Девушка смерила его долгим взглядом. Что в нем было — презрение или ненависть?

— Клянусь, я охотнее бы стала шлюхой.

— А я клянусь, что ты ошибаешься. — Аттилий заговорил резче. — Ты молода. Что ты знаешь о жизни?

— Я знаю, что я не могу сочетаться браком с тем, кого презираю. А ты мог бы? — Она гневно сверкнула глазами. — Может, и мог бы.

Инженер отвел взгляд:

— Корелия, перестань.

— Ты женат?

— Нет.

— Но ты был женат?

— Да, — негромко произнес он. — Я был женат. Моя жена умерла.

Это заставило Корелию на миг умолкнуть.

— А ты презирал ее?

— Конечно, нет.

— А она тебя?

— Может, и да.

Девушка снова замолчала, но ненадолго.

— Отчего она умерла?

Аттилий никогда ни с кем не говорил об этом. Он даже никогда об этом не думал. А если это все же иногда случалось — по большей части в бессонные предрассветные часы, — Аттилий заставлял себя выбросить эти мысли из головы и думать о чем-нибудь другом. Но сейчас... Что-то в этой девушке было такое... В общем, она сумела задеть его за живое. И инженер, сам себе поражаясь, сказал:

— Она была очень похожа на тебя. И внешностью, и характером. — Он коротко рассмеялся, припоминая. — Мы прожили вместе три года.

Это было безумие. Но Аттилий не мог остановиться.

— Она забеременела, и подошло время рожать. Но ребенок пошел ножками вперед, как Агриппа. Ты знаешь, что имя Агриппа — aegre partus3 — означает «рожденный с трудом»? Я сперва подумал, что это благоприятное знамение для будущего аквария — родиться, как великий Агриппа. Я был уверен, что это мальчик. Но прошел целый день — был июнь, и в Риме было жарко, почти так же жарко, как здесь, — а ребенок все никак не мог появиться на свет, и даже врач с двумя повитухами ничего не могли поделать. А потом у нее открылось кровотечение. — Аттилий зажмурился. — Около полуночи они пришли ко мне. «Марк Аттилий, тебе придется выбирать между женой и ребенком». Я сказал, что выбираю обоих. Но они сказали, что это невозможно, и тогда я сказал... конечно же, я сказал, что выбираю жену. И прошел туда, чтобы быть с ней. Она очень ослабела, но все равно принялась спорить со мной. Даже тогда она мне противоречила! У них были большие ножницы — вроде тех, которыми садовники подстригают кусты. И еще нож. И крюк. Они отрезали одну ножку, потом вторую, потом ножом разрезали тельце на четыре части и крюком вытащили череп. Но кровотечение так и не прекратилось, и наутро Сабина тоже умерла. Так что я не знаю. Возможно, под конец она тоже презирала меня.

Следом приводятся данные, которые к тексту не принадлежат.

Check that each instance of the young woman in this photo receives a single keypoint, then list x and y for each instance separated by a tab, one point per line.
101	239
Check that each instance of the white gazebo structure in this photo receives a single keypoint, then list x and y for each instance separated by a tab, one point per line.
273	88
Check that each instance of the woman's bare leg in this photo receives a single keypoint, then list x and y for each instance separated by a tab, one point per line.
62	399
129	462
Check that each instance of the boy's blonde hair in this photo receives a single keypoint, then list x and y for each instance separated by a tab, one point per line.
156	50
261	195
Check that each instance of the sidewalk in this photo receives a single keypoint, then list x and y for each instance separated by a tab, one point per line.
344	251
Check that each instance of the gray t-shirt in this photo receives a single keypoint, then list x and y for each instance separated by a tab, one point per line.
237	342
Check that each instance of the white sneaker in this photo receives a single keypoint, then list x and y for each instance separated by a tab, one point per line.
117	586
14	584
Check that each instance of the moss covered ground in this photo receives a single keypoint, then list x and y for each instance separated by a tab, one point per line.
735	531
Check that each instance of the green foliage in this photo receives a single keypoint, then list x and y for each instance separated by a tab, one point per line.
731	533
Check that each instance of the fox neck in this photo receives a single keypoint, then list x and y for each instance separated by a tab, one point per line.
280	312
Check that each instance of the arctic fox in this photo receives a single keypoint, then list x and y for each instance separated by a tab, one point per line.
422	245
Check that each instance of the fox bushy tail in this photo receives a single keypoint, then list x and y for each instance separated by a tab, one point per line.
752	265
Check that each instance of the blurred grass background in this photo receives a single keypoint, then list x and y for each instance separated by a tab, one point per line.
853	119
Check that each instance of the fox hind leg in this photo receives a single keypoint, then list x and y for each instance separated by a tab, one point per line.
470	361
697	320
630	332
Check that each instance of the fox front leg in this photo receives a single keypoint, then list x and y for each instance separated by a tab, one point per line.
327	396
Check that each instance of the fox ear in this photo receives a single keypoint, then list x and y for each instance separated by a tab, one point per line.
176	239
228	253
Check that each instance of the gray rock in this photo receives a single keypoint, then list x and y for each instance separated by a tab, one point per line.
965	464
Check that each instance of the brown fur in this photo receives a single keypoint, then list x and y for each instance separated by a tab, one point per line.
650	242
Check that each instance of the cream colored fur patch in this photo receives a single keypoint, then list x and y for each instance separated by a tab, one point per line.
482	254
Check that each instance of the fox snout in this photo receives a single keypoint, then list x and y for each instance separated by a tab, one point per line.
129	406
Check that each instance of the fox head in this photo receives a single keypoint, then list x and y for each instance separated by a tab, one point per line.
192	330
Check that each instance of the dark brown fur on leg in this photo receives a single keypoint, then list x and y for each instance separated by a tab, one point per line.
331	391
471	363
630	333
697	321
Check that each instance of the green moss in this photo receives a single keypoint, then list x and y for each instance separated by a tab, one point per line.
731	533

Он отослал девушку обратно в Помпеи с Политием. Не потому, что раб-грек был самым сильным из всех, кого он мог дать Корелии в сопровождение, и не потому, что он был самым умелым наездником, — а потому, что он был здесь единственным, кому Аттилий доверял. Инженер дал ему коня Корвиния и велел не спускать с девушки глаз, пока она не доберется до дома и не окажется в безопасности.

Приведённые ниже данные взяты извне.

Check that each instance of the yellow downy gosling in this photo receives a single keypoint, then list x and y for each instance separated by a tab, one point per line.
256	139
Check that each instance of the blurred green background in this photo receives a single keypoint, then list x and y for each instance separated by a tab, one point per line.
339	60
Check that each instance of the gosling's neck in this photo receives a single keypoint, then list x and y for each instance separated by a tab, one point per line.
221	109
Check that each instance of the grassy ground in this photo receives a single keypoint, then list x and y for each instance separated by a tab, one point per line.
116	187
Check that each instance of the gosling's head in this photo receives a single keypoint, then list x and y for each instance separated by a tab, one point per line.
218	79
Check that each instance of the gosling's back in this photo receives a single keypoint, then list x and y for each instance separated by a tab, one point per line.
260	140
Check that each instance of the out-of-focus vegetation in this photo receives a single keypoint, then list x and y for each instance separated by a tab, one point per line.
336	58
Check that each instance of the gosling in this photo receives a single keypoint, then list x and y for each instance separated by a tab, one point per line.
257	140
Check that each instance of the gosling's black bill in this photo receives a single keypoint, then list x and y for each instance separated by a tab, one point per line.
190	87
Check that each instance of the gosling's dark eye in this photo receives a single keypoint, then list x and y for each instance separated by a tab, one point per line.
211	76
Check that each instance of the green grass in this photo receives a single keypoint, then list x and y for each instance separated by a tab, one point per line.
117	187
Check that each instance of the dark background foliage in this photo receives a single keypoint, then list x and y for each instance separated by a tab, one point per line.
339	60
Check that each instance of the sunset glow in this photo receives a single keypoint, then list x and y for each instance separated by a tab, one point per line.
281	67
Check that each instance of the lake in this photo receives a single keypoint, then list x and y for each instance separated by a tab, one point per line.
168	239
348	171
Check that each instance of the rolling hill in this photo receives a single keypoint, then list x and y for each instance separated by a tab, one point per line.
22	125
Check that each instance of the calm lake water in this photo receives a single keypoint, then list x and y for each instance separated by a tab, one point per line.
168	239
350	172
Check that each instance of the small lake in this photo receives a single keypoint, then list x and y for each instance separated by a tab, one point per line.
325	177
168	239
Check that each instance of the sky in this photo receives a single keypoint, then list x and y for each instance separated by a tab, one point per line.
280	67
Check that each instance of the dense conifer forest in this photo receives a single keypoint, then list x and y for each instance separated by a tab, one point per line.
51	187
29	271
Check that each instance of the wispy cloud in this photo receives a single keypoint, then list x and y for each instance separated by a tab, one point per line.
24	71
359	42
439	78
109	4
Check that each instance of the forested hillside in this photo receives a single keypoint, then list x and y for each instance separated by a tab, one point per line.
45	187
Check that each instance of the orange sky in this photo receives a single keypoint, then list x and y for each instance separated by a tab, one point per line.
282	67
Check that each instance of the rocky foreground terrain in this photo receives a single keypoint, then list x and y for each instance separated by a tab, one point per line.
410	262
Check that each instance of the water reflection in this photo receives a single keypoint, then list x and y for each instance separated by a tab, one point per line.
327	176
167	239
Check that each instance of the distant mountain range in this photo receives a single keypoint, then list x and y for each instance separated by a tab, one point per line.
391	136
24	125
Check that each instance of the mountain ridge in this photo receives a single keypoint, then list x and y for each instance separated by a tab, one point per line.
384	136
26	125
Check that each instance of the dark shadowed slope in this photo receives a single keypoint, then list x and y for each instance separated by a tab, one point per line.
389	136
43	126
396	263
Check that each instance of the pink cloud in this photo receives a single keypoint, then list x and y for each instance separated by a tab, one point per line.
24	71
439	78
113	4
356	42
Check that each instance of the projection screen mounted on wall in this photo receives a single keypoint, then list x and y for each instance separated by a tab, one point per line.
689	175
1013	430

Корелия перестала спорить и сделалась кроткой и смиренной, но Аттилию было стыдно за свои слова. Да, он заставил ее замолчать — но это было недостойно мужчины. Он вызвал у нее жалость к себе. Должно быть, даже хитроумные римские юристы, стремящиеся любой ценой склонить мнение суда на свою сторону, и те побрезговали бы такой дешевой риторикой. Вызвать эти ужасные призраки мертвой жены и ребенка! Корелия завернулась в плащ и встряхнула головой, отбросив назад длинные темные волосы. Жест получился выразительный. Она подчинилась, но не признала правоты Аттилия. Даже не взглянув в его сторону, Корелия легко вскочила в седло, прищелкнула языком и, развернув лошадь, двинулась следом за Политием.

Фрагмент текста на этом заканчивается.